Center of Concern
- Abbreviation: Center
- Established: 1971; 55 years ago
- Purpose: Social justice
- Location(s): 1015 15th Street, NW, Suite 600 Washington, D.C.;
- Region served: Global
- Interim President: Dianna Ortiz
- Chair of Board: Marie Dennis
- Main organ: Education for Justice
- Affiliations: Catholic Charities USA, CIDSE, United Nations Economic and Social Council
- Website: coc.org

= Center of Concern =

Catholic think tank in Washington, D.C.

Center of Concern (Center) was a think tank in Washington, D.C., that Jesuit Superior General Pedro Arrupe and National Conference of Catholic Bishops General Secretary Joseph Bernardin (later Cardinal Bernardin) co-founded on May 4, 1971. The Center was created as a joint project of the Society of Jesus and the National Conference of Catholic Bishops (now United States Conference of Catholic Bishops). On October 12, 2018, the Center of Concern announced that it no longer had the financial resources to sustain normal operations and that it had terminated all of its paid staff.

== History ==
=== Beginnings ===
The context for the founding of the Center was the document “Justice in the World” produced by the Synod of Bishops in Rome in 1971. At this synod, the world’s Catholic bishops decreed: “Action on behalf of justice and participation in the transformation of the world fully appear to us as a constitutive dimension of the preaching of the Gospel, or, in other words, of the Church's mission for the redemption of the human race and its liberation from every oppressive situation.”

The Center's purpose was to study issues of development, justice, and peace from a global perspective. From the start, the Center convened discussions regarding development, justice, and peace from a global perspective, reading the sign of the times and supporting United Nations, Catholic social tradition, and other frameworks for such issues as population, hunger, environment, poverty, habitat, science and technology, and women’s empowerment.

The Center's founding director, William F. Ryan, served from 1971 to 1978. His assistant, Peter J. Henriot, succeeded him and served from 1978 to 1988.

In the late 1970s, the center's work concerned what some in the Vatican viewed it as an inappropriate foray into political activism.

=== 1980s and 1990s ===
Beginning in the 1980s, the Center focused more on analysis of emerging social movements within the United States, on behalf of women, workers, the poor, and peace issues.

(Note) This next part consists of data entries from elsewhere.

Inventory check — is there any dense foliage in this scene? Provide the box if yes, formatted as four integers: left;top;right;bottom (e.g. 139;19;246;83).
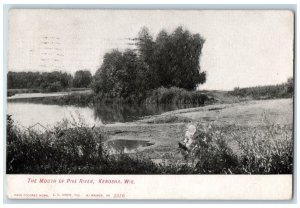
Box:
6;116;293;174
93;27;206;102
73;70;92;87
145;87;214;105
7;71;73;92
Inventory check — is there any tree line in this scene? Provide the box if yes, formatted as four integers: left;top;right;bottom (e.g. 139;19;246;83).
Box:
92;27;206;101
7;27;206;102
7;70;92;92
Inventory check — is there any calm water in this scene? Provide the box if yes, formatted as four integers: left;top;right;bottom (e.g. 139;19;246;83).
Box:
7;101;199;128
107;139;154;154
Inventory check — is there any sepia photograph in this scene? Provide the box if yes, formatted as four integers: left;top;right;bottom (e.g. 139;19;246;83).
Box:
6;9;294;198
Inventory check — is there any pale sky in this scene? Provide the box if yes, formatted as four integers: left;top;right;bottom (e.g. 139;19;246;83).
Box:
8;10;294;90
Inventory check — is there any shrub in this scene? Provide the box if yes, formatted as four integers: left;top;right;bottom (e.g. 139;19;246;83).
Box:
144;87;213;105
229;78;294;99
189;124;239;174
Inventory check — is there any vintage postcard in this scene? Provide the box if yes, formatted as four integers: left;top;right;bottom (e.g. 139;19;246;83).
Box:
5;9;294;200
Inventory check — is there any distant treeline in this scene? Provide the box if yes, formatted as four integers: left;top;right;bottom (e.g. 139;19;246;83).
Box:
92;27;206;102
229;78;294;99
7;70;92;92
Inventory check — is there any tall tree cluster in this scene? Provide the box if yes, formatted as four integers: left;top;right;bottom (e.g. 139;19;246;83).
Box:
93;27;206;99
7;70;92;92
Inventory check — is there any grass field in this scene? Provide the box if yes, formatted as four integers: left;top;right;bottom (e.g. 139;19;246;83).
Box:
7;99;293;174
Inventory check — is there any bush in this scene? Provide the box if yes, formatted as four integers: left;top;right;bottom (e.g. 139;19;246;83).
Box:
144;87;213;105
229;78;294;99
6;116;293;174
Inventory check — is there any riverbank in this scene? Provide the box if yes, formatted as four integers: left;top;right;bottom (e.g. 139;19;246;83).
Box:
104;99;293;160
7;99;293;174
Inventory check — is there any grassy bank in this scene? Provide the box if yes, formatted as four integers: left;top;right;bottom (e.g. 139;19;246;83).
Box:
6;116;293;174
9;87;214;106
7;88;90;97
228;79;294;100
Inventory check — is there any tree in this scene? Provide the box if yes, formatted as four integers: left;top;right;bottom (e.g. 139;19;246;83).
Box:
93;49;152;102
73;70;92;87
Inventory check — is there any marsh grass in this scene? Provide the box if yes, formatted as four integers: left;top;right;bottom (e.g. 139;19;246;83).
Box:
6;116;293;174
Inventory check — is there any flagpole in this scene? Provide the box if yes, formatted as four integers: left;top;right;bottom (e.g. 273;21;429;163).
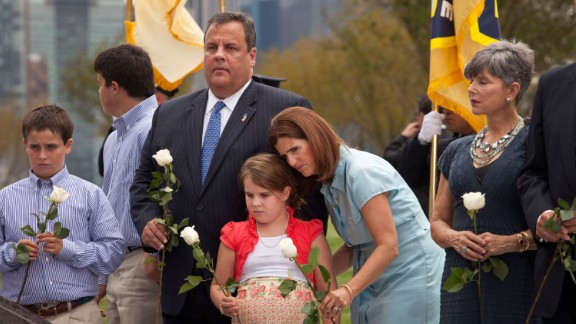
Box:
427;103;438;218
126;0;132;21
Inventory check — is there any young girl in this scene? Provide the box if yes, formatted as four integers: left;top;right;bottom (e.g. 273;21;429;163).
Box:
210;154;339;323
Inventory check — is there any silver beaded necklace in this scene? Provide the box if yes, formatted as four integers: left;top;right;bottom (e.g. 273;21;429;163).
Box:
470;116;524;165
256;217;290;249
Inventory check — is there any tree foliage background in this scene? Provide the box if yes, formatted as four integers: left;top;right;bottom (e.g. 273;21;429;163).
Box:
257;0;576;154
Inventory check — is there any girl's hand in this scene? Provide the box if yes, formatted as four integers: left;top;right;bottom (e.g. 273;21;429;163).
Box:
220;297;240;317
449;231;486;261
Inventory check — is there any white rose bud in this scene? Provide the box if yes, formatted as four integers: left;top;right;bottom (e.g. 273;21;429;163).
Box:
180;226;200;246
280;238;298;259
152;149;172;166
49;186;70;204
462;192;486;210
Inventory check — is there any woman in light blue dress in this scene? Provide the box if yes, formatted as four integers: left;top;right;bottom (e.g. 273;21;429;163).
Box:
269;107;444;324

The Center assisted the U.S. Catholic bishops with their pastoral letters on racism, peace, and the U.S. economy. In the 1990s, turning again to U.N. conferences and development abroad, the Center focused on the work of global civil society and social service organizations and community-centered, local, and grassroots organizations to complement the work of intergovernmental organizations to aid the poorest people in the world .

=== New millennium ===
In 2000 the Center organized an initiative involving its Rethinking Bretton Woods Project Justice, which began in 1995, and explored the policy implications for debt relief for poor nations. Following this, the Center welcomed the news that the U.S. Congress and administration cancelled the bilateral debt of over 30 Heavily Indebted Poor Countries (HIPC).

The Center founded Education for Justice in 2001 as a Web-based global subscription service to provide a bridge of conversation between Catholic social tradition and the signs of the times in terms accessible to members in high schools, universities, parishes, religious congregations, and healthcare organizations, as well as for individuals. Education for Justice's founder Jane Deren and director Sr. Katherine Feely won the Harry A. Fagan Roundtable Award in 2011.

The Center represented the United States in the global lay Catholic development and advocacy alliance, Coopération Internationale pour le Développement et la Solidarité (CIDSE) and is a member of Catholic Charities USA. It had been accredited with consultative status before the United Nations Economic and Social Council since 1974.

The Center ceased operations in late 2018, though the Board found a new “home” for Education for Justice, now a part of the Ignatian Solidarity Network.